Established in 2013, Left Field Brewery is a microbrewery in Toronto, Canada, born from a passion for both craft beer and baseball, founded by a husband and wife team who left their daytime jobs (accounting and marketing, respectively) to start it. Initially brewing without a tap room, Left Field distributed their beer to 80 or so pubs in the area but with the opening of their facility in 2015, they were able to brew, can, and distribute on site where, aside from a few regular beers, they produce a new one almost every week. Last year, Left Field introduced a new identity, designed by Indianapolis, IN-based CODO.
A brand refresh (as opposed to a wholesale rebrand) is half science and half intuition. On the one hand, we catalogue what’s working well, so that we have a clear idea of what we’ll need to preserve. In the case of Left Field, the baseball, script, and general vibe were on target. Truth be told, many of the decisions we made through this refresh were in service of more practical, mundane considerations: How do we get more contrast out of this logo? How do we sidestep the use of a stock script font for something with more character and punch? And finally, how do we tweak the can labels so that they stand out more effectively amongst the impressive craft beer stock of the LCBO?
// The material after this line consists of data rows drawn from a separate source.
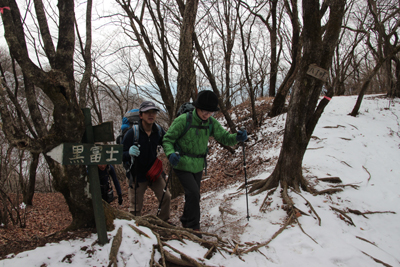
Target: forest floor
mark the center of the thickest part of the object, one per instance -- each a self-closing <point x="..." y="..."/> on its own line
<point x="46" y="219"/>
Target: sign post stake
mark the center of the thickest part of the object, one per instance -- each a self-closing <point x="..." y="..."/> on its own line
<point x="94" y="185"/>
<point x="91" y="154"/>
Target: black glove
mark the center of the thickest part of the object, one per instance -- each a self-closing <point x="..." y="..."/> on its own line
<point x="241" y="136"/>
<point x="174" y="158"/>
<point x="120" y="199"/>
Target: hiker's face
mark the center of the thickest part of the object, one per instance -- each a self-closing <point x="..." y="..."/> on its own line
<point x="149" y="116"/>
<point x="204" y="114"/>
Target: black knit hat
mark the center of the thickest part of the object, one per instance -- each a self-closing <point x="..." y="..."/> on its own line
<point x="207" y="100"/>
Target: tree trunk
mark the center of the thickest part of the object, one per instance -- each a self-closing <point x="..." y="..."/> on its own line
<point x="30" y="188"/>
<point x="186" y="82"/>
<point x="274" y="60"/>
<point x="280" y="98"/>
<point x="58" y="84"/>
<point x="302" y="114"/>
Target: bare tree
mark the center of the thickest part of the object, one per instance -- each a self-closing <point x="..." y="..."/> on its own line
<point x="295" y="50"/>
<point x="58" y="84"/>
<point x="386" y="22"/>
<point x="157" y="50"/>
<point x="303" y="113"/>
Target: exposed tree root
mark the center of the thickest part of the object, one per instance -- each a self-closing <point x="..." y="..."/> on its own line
<point x="303" y="230"/>
<point x="114" y="248"/>
<point x="377" y="260"/>
<point x="328" y="191"/>
<point x="344" y="216"/>
<point x="357" y="212"/>
<point x="266" y="198"/>
<point x="335" y="180"/>
<point x="312" y="208"/>
<point x="256" y="247"/>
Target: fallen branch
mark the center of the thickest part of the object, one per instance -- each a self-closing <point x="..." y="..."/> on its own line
<point x="350" y="221"/>
<point x="272" y="238"/>
<point x="344" y="185"/>
<point x="378" y="261"/>
<point x="328" y="191"/>
<point x="270" y="192"/>
<point x="363" y="239"/>
<point x="369" y="178"/>
<point x="137" y="230"/>
<point x="357" y="212"/>
<point x="303" y="230"/>
<point x="184" y="256"/>
<point x="115" y="247"/>
<point x="311" y="207"/>
<point x="162" y="251"/>
<point x="335" y="180"/>
<point x="175" y="260"/>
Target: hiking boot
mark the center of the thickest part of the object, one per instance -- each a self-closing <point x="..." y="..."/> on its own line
<point x="199" y="235"/>
<point x="170" y="223"/>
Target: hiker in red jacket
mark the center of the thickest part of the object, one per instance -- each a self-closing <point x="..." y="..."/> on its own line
<point x="141" y="154"/>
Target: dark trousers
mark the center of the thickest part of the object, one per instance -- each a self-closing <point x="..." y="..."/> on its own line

[Discussions with the owners] helped inform, for example, the decision to place the “Left Field” logotype on a straight baseline as opposed to the previously angled-upward text. This change made the logo easier to use in a variety of formats and layouts. We also developed a custom script mark, scrutinizing various capital F’s and L’s until the word mark felt just right. To support the new logo (and give Left Field more visual assets to work with) we developed a system of fun, baseball (and beer!) related iconography to be used on merch and other supporting promo pieces.
The old logo was more or less fine with an execution that wasn’t great or terrible and has clearly served them well over the years. The new logo is a super tight evolution that takes the best of the old logo and makes it much better. The custom script is beautifully executed and fills up the baseball graphic much better — I love how the “t” meets the “F”. “BREWERY” is also very successfully nestled under the name and filling in the space between it and the baseball thread, which is, naturally, a rendition of hops/barley. The only thing I question is the use of red in “BREWERY”… it somehow looks off. Other than that, a great evolution.
Semi-random in some cases but, overall, they are all cool and squarely within the theme.
With revised branding in place, we shifted gears to packaging. Much as with the logo design process, we set out to update the existing cans with a sense of continuity from old to new. We leaned on Left Field as much as we could through this process: they had done the majority of their creative work in-house up until this point. This meant that they had an above-average understanding of what would play in the market. The resulting front and right side of the can labels are clear, consistent layouts, reminiscent of a ballpark scoreboard. We placed in the leftmost panel of the label a piece of art that tells a deeper story about each beer. An important parameter throughout the logo and package design process was the ability for Left Field to take over in-house and create new assets using the established framework of the refresh.
The old cans were also mostly fine but not great by any means, giving a little too much attention to the spiky font. The new cans have a much more balanced hierarchy system that better unifies the wacky, baseball-themed names with the beer information. The logo at the bottom, in a white field separated by a thick stroke, unifies all the cans and provides a consistent “footer” for all the myriad color combos (which can sometimes be a little questionable but overall good). The illustrations on the sides of the renders are a cool idea but probably unsustainable for weekly new beers.
Left Field has really embraced the identity and assets, producing tons of swag and merch that all looks really great and is almost a no-brainer purchase for the beer-baseball fan, which is a kind of bulletproof target audience. Overall, while there isn’t anything surprisingly innovative or unexpected in this identity, it’s a perfect manifestation of the spirit of the brewery and it certainly helps them stand out as “That baseball beer” in an increasingly competitive industry.